NOTES ON OTHER PERFORMANCE MEASUREMENTS

It is common for device manufacturers to test and evaluate arrhythmia detection algorithms on commercially available collections of recorded ECG signals. The two most common of these collections are frequently referred to as the MIT/BIH¹⁵ and AHA databases¹⁶. These databases consist of two-channel Holter recordings and make possible a convenient method for estimating and comparing the performance of arrhythmia detection algorithms. Unfortunately, standard testing that uses these two test databases reflects only 61 total hours of monitoring time for both databases combined. This stands in stark contrast to the more than 2000 hours of clinical evaluation that is applied to each major release of the EK-Pro algorithm.
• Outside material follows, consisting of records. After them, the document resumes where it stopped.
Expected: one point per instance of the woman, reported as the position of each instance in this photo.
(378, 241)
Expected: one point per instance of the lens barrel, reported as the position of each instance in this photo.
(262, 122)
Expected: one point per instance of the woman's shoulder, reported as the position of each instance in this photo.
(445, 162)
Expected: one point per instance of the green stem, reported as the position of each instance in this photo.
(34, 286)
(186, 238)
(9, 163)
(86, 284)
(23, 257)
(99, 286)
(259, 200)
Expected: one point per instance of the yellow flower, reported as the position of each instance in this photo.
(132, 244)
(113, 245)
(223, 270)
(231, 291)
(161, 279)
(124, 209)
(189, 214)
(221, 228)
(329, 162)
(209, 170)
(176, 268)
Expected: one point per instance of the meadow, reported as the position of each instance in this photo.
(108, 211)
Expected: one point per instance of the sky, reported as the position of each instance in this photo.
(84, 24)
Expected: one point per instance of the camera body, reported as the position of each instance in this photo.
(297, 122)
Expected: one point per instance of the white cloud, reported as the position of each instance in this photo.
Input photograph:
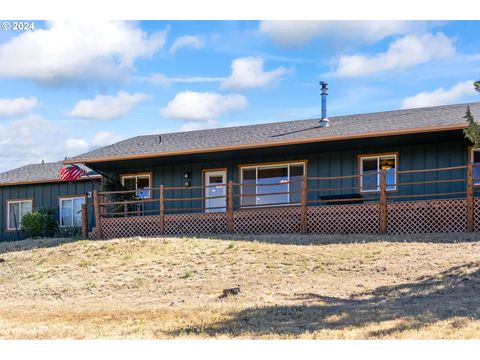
(202, 109)
(16, 106)
(104, 138)
(34, 138)
(30, 140)
(79, 145)
(75, 50)
(439, 96)
(249, 73)
(159, 79)
(106, 107)
(406, 52)
(186, 41)
(192, 125)
(301, 32)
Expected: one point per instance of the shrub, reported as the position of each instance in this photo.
(39, 223)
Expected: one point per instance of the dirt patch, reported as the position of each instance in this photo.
(291, 287)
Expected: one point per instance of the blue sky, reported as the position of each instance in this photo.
(67, 88)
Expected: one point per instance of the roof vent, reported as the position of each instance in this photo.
(324, 122)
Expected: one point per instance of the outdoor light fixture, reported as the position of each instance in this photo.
(387, 164)
(187, 182)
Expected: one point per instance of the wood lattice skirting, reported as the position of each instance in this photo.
(406, 217)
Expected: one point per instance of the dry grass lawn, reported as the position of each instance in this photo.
(322, 287)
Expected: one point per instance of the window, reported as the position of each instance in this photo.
(16, 209)
(139, 182)
(71, 211)
(476, 166)
(261, 181)
(370, 167)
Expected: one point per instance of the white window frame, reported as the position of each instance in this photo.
(276, 165)
(60, 211)
(378, 157)
(16, 201)
(476, 182)
(136, 176)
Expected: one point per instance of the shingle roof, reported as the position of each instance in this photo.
(35, 173)
(278, 133)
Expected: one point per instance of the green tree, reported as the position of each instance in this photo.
(472, 131)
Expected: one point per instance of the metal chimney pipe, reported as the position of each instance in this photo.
(324, 90)
(324, 122)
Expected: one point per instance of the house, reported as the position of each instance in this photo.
(40, 186)
(182, 177)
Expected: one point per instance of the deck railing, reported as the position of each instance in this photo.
(301, 192)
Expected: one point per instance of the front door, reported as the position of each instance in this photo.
(216, 191)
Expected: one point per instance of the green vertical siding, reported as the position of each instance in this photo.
(44, 195)
(334, 163)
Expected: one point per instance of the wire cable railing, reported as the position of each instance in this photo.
(300, 191)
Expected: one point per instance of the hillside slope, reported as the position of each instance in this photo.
(350, 287)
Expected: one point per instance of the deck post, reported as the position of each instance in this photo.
(230, 206)
(303, 207)
(162, 211)
(98, 217)
(469, 198)
(383, 202)
(84, 221)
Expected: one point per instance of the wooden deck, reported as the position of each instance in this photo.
(383, 212)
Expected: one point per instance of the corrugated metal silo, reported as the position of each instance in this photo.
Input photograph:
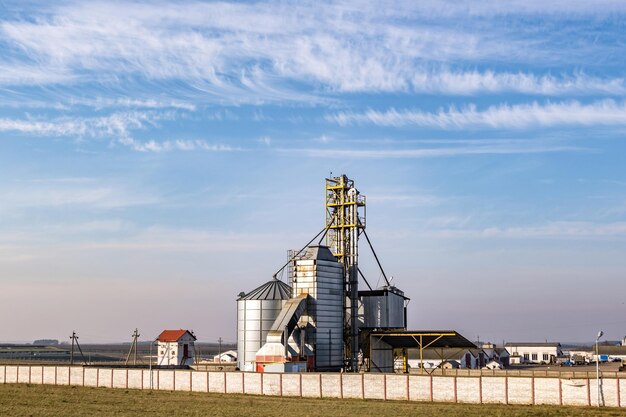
(319, 275)
(256, 312)
(384, 308)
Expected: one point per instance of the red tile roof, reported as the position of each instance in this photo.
(173, 335)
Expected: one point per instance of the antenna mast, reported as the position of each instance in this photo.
(345, 220)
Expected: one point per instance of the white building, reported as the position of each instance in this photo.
(176, 347)
(530, 352)
(228, 356)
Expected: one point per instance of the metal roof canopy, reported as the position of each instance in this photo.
(422, 339)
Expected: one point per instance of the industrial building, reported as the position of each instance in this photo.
(176, 348)
(320, 319)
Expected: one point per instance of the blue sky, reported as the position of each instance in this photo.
(156, 159)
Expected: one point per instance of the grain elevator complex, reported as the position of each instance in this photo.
(320, 320)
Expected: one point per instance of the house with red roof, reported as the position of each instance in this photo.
(176, 347)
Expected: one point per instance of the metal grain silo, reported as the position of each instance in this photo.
(384, 308)
(256, 312)
(318, 275)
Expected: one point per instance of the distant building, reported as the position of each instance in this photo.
(46, 342)
(228, 356)
(447, 358)
(493, 364)
(609, 353)
(176, 347)
(531, 352)
(494, 353)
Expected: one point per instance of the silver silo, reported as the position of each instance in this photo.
(319, 275)
(256, 312)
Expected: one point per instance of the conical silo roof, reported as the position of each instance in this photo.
(271, 290)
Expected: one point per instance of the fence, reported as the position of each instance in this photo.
(462, 389)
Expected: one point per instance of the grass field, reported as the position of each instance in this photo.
(45, 400)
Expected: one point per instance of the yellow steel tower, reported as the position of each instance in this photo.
(345, 219)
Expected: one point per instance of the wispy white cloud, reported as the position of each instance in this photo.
(90, 194)
(233, 52)
(116, 125)
(178, 145)
(477, 82)
(439, 152)
(556, 230)
(504, 116)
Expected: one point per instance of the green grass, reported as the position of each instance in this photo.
(46, 400)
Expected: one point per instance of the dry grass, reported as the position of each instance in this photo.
(45, 400)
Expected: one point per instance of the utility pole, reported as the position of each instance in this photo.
(133, 348)
(75, 340)
(73, 337)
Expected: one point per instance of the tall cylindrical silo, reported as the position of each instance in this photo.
(256, 312)
(318, 274)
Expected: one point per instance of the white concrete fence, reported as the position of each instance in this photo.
(461, 389)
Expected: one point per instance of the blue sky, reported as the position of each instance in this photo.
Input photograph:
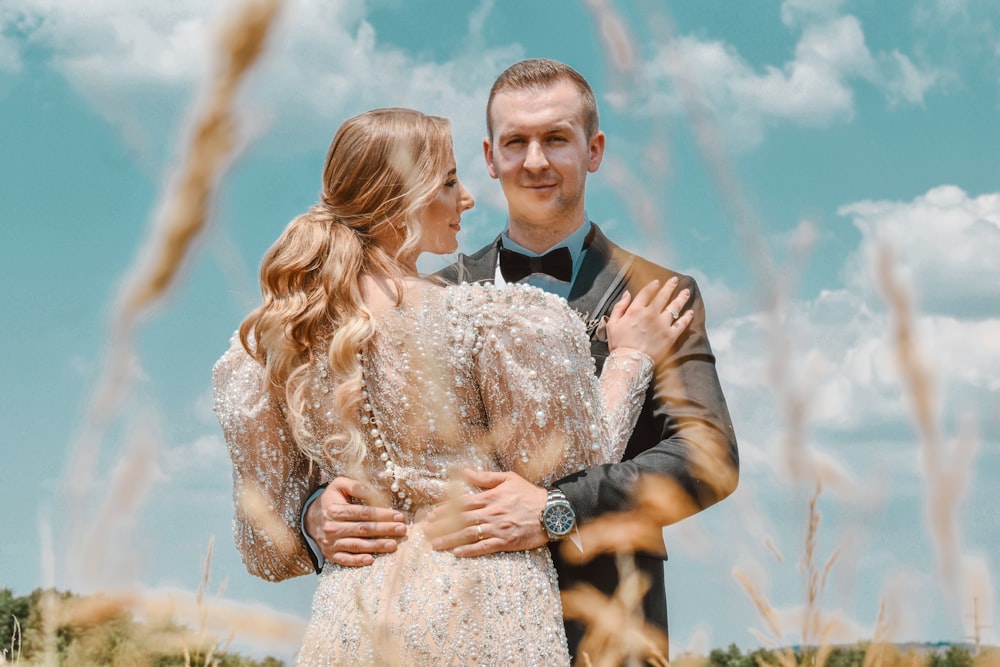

The minimum performance specification for EK-Pro algorithm for these databases is provided in Table 6. However, it is extremely important to understand that these databases should never be considered a “gold standard” by which the arrhythmia algorithm should be judged. As noted by the American Heart Association,

“…There are problems, however, with these databases, as all ECG patterns are not included. Specifically, the AHA database includes ventricular abnormalities only and excludes abnormalities such as supraventricular arrhythmias and atrioventricular block that are clinically important in the acute myocardial infarction setting …”¹⁷

Because of the limited scope of these databases, they can provide only a partial estimate of how accurately algorithms can really detect ventricular arrhythmias in actual care environments. Also noted by the American Heart Association,

“…These databases are also collections of rhythms recorded primarily for the evaluation of diagnostic algorithms of ambulatory ECG systems under environmental conditions and with methods that differ significantly from those used, for example, in the coronary care unit. Errors may be significant. …”¹⁷

It is inappropriate to assume that algorithm performance as measured on Holter databases will accurately predict the performance in acute patient monitoring. It is for these reasons the EK-Pro algorithm is always extensively tested and validated on ECG data from clinical care units, and not simply on convenient databases.

 

The EK-Pro algorithm exceeds these performance specifications on AHA and MIT databases.
Table 6. The EK-Pro algorithm exceeds these performance specifications on AHA and MIT databases.

CONCLUSIONS

GE Healthcare has more than  three decades of experience in developing and testing simultaneous, multi-lead arrhythmia monitoring algorithms. While the user is reminded to always refer to the User Manual that accompanies the ECG monitor for detailed arrhythmia monitoring instructions, cautions, and warnings, GE Healthcare has presented here the some of the key advantages of the latest EK-Pro algorithm.  This vital technology can help improve detection of cardiac events that might otherwise go unnoticed. It delivers reliable and accurate ST monitoring, helps to reduce false alarm rates and helps to assure uninterrupted monitoring. Building on this core technology, the latest version of the EK-Pro algorithm provides improved detection of narrow complex ventricular tachycardia especially with pediatric patients and brings new technology to the detection of supraventricular tachyarrhythmia.